RETIREMENT’S COMIC RELIEF: The thrill of victory, and the agony of the feet
There are a number of factors that potentially contribute to gout, including diet, weight, age and gender. Men are more susceptible than women before age 60. My own experience includes an episode that occurred when traveling in Florida years ago. I don’t blame the state itself. But, a pizza parlor in the Florida Keys was primarily to blame.
Awaking the morning after gorging myself on the best Philly Cheese Steak Pizza ever made, my feet felt stiff and a bit tender. Having experienced it before, I knew it was the onset of another case of gout. By mid-afternoon I was hobbling worse than Dennis Weaver playing Chester on “Gunsmoke.” When the sun went down, so did I.
The pain became so bad I couldn’t walk. A call to my physician brother-in-law netted an unwanted lecture on root causes of gout along with a prescription. Traveling all alone during this trip, I was lucky neighbors nearby journeyed to the pharmacy to retrieve the gout medication needed. I read and followed the pill bottle’s directions for doses to continue every two hours until pain subsided (an error my brother-in-law denies was his).
An alarm was set in case pain from the bed sheet resting on my feet failed to wake me in time. By morning, feet felt better. But now, thanks to an overdose of gout medicine, partially digested pizza raced through me faster than the Five o’clock Express to Omaha. Walking problems gave way to episodes perched on the bathroom stool every quarter-hour until afternoon. It was hard to know what to worry about most — feet or fanny.
Things had settled down enough by early evening for the same neighbors to risk ferrying me to Key West for a rental car I had reserved for a drive to the Miami airport the following day to head home. When the agent offered a new Mustang convertible for the same rate as the clunker I had reserved, feigned reluctance triggered his offer to pay for the gas. Sleep came easier that night.

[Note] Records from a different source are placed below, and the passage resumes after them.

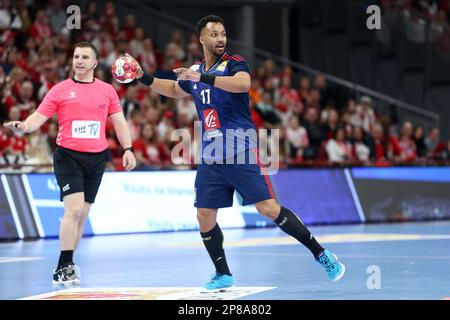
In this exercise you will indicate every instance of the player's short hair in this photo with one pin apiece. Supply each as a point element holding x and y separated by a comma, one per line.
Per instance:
<point>203,21</point>
<point>85,44</point>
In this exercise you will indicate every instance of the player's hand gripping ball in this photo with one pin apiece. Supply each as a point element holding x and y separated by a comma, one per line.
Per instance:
<point>124,70</point>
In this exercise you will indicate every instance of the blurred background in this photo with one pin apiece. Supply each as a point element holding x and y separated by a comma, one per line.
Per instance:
<point>362,113</point>
<point>341,94</point>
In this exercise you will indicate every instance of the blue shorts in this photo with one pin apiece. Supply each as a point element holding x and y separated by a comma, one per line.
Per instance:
<point>215,185</point>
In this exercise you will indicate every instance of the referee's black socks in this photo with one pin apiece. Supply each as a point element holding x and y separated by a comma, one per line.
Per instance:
<point>293,226</point>
<point>213,241</point>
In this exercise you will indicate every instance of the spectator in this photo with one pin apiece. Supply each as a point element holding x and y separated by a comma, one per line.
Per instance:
<point>148,56</point>
<point>339,148</point>
<point>315,133</point>
<point>433,143</point>
<point>57,16</point>
<point>332,123</point>
<point>360,150</point>
<point>419,139</point>
<point>146,149</point>
<point>40,29</point>
<point>266,110</point>
<point>137,43</point>
<point>130,101</point>
<point>9,17</point>
<point>364,116</point>
<point>297,139</point>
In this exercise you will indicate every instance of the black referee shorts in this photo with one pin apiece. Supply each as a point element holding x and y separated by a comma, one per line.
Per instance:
<point>79,172</point>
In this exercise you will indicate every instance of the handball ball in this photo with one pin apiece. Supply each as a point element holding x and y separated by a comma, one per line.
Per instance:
<point>124,70</point>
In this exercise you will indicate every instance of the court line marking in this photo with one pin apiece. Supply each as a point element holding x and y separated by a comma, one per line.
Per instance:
<point>18,259</point>
<point>149,293</point>
<point>331,238</point>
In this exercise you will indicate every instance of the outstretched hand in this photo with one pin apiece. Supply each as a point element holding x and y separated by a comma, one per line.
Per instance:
<point>139,71</point>
<point>187,74</point>
<point>16,126</point>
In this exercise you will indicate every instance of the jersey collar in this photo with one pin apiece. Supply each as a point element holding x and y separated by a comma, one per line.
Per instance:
<point>214,65</point>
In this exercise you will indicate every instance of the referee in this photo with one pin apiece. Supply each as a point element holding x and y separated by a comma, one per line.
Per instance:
<point>83,105</point>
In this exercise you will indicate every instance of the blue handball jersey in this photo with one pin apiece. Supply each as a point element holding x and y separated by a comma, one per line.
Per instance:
<point>227,127</point>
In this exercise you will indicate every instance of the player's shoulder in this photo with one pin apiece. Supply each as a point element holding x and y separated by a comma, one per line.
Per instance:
<point>196,65</point>
<point>103,84</point>
<point>60,86</point>
<point>105,87</point>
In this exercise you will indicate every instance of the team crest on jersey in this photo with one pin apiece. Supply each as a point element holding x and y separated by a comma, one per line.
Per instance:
<point>211,119</point>
<point>222,66</point>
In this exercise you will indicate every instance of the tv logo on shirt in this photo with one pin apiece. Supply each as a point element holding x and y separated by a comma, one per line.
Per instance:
<point>85,129</point>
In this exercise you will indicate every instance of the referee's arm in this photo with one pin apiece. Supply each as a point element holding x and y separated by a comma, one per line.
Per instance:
<point>32,123</point>
<point>121,129</point>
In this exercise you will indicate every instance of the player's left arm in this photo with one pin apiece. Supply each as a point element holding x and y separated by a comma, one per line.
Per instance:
<point>124,136</point>
<point>238,83</point>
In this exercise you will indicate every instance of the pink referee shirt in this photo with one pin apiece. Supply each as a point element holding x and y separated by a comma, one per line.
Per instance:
<point>82,110</point>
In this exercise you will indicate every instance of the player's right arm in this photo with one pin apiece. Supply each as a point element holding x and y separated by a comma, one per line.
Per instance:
<point>168,88</point>
<point>32,123</point>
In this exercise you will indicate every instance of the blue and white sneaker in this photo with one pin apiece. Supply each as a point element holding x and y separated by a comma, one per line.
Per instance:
<point>334,268</point>
<point>219,281</point>
<point>68,275</point>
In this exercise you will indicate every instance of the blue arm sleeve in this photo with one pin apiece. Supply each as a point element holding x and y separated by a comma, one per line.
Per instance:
<point>185,85</point>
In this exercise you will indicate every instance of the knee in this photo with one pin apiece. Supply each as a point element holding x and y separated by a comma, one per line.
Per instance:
<point>74,213</point>
<point>269,209</point>
<point>206,219</point>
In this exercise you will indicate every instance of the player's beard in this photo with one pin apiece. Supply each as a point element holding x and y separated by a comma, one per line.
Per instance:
<point>217,52</point>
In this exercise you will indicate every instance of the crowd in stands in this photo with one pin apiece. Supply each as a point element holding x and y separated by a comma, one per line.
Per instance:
<point>319,123</point>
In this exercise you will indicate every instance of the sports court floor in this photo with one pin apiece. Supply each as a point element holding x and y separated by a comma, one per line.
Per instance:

I awoke to a gorgeous morning – and felt renewed. With the “stang’s” top down and suitcase in the trunk, I headed out on the Over Seas Highway toward the Miami airport — a trip of 125 miles. Near Islamorada Key, I sensed abdominal gas accumulating. With the top down, no worries about that, I thought, as wind whipped my hair into knots. I rolled a bit sideways and hiked one cheek up to relieve the pressure. It wasn’t gas after all.
You might say “the plot thickened” about then. It wasn’t clear if clean clothes needed before boarding the plane were packed in my suitcase. Arriving in Homestead on the Florida mainland, I pulled into a convenience store parking lot and found a remote spot that enabled covert search of the trunk and my suitcase. Luckily extra trousers and underwear were retrieved, rolled up together and tucked under my arm before nonchalantly entering the building. Encountering customers, I did my best Mark Hamill imitation and skated around them, first sideways then spinning backwards to avoid discovery of my sunken treasure. Spotting the men’s room, I made like Olympian Apolo Ohno, skating at break-neck speed in that direction.
In the car and headed to the airport once more, I called Rita with breaking news about triumph over certain catastrophe. Never shy about snatching defeat from the jaws of victory, Rita asked, “Were those seats in the Mustang made of perforated Corinthian leather? Do you have time to clean them before turning in the car?” I wasn’t sure of the answers. “Whatever you do now,” she added, “don’t fart.”
My mind flashed back to childhood when my mother explained to me what that word meant. “Bubbles in your pants,” was her description. In an odd way, it came as a surprise that it took more than sixty years to validate the truth of what she warned me about in 1956.
Sommers is a retired Minot orthodontist, violinist with the Minot Symphony and author of the book, “Retirement? You Can’t HANDLE the Truth!”